The morning hours crawled past and still Padishar did not return. Par busied himself doing nothing, growing anxious for something—anything—to happen. Coll and Morgan drifted over from time to time, and he spoke to them of his intention to confront the outlaw chief. Neither seemed very optimistic about his chances.

The skies grew more threatening, the wind picking up until it made a rather mournful howl about the loose-fitting jambs and shutters of the old building they were housed in, but still it didn’t rain. Card games were played to pass the time and topics of conversation exhausted.

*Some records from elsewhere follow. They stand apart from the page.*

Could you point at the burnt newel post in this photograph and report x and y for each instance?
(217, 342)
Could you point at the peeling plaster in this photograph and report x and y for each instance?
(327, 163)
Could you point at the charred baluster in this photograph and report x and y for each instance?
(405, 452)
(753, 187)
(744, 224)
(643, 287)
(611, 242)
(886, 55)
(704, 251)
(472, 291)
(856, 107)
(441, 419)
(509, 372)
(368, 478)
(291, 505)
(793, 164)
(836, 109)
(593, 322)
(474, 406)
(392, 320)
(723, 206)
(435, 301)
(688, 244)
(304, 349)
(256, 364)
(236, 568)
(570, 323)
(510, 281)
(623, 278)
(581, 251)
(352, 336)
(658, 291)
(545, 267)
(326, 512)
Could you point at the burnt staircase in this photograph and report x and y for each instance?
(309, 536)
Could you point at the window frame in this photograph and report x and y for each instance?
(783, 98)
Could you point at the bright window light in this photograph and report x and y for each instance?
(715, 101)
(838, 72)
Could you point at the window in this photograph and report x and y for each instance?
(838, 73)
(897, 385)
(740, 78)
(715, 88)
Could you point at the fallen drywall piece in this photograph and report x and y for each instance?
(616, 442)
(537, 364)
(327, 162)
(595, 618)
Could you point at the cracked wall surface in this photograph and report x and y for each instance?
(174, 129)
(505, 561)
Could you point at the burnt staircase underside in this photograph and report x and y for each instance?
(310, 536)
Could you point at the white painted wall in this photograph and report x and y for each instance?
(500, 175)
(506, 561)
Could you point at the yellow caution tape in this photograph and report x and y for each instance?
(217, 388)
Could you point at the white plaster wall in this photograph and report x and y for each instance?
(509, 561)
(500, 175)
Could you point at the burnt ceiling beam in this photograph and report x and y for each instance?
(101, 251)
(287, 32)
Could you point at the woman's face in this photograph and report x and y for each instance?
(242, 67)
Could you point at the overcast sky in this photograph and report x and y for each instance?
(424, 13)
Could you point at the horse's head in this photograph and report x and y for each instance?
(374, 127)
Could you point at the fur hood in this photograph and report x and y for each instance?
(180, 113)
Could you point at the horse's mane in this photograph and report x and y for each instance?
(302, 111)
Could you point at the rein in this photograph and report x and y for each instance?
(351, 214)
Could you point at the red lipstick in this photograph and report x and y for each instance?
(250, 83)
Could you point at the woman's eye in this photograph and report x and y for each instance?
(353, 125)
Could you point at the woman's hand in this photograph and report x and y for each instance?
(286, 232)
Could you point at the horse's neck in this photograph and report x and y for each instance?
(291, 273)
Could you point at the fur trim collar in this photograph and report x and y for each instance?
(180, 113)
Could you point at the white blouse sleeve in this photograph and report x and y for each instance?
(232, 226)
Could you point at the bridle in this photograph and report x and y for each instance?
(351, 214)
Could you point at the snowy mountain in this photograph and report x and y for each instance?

It was nearing midafternoon when Padishar returned. He slipped in through the front doors without a word, crossed the room to Par and motioned him to follow. He took the Valeman into a small office situated at the back of the main floor and shut the door behind them.

When they were alone, he seemed at a loss for words.

“I have been thinking rather carefully about what we should do,” he said finally. “Or, if you prefer, what we should not do. Any mistake we make now could be our last.”

He pulled Par over to a bench that had been shoved back against the wall and sat them both down. “There’s the problem of this traitor,” he said quietly. His eyes were bright and hard with something Par couldn’t read. “I was certain at first that it must be one of us. But it isn’t me or Damson. Damson is above suspicion. It isn’t you. It might be your brother; but it isn’t him either, is it?”

He made it a statement of fact rather than a question. Par shook his head in agreement.

“Or the Highlander.”

Par shook his head a second time.

“That leaves Ciba Blue, Stasas, and Drutt. Blue is likely dead; that means that if he’s the one, he was stupid enough to let himself get killed in the bargain. Doesn’t sound like Blue. And the other two have been with me almost from the first. It is inconceivable that either of them would betray me—whatever the price offered or the reason supplied. Their hatred of the Federation is nearly a match for my own.”

The muscles in his jaw tightened. “So perhaps it isn’t any of us after all. But who else could have discovered our plan? Do you see what I mean? Your friend the Highlander mentioned this morning something he had almost forgotten. When we first came into the city and went down to the market stalls, he thought he saw Hirehone. He thought then he was mistaken; now he wonders. Forgetting momentarily the fact that Hirehone held my life in his hands any number of times before this and did not betray me, how would he have gone about doing so now? No one, outside of Damson and those I brought with me, knew the where, when, how, or why of what we were about. Yet those Federation soldiers were waiting for us. They knew.”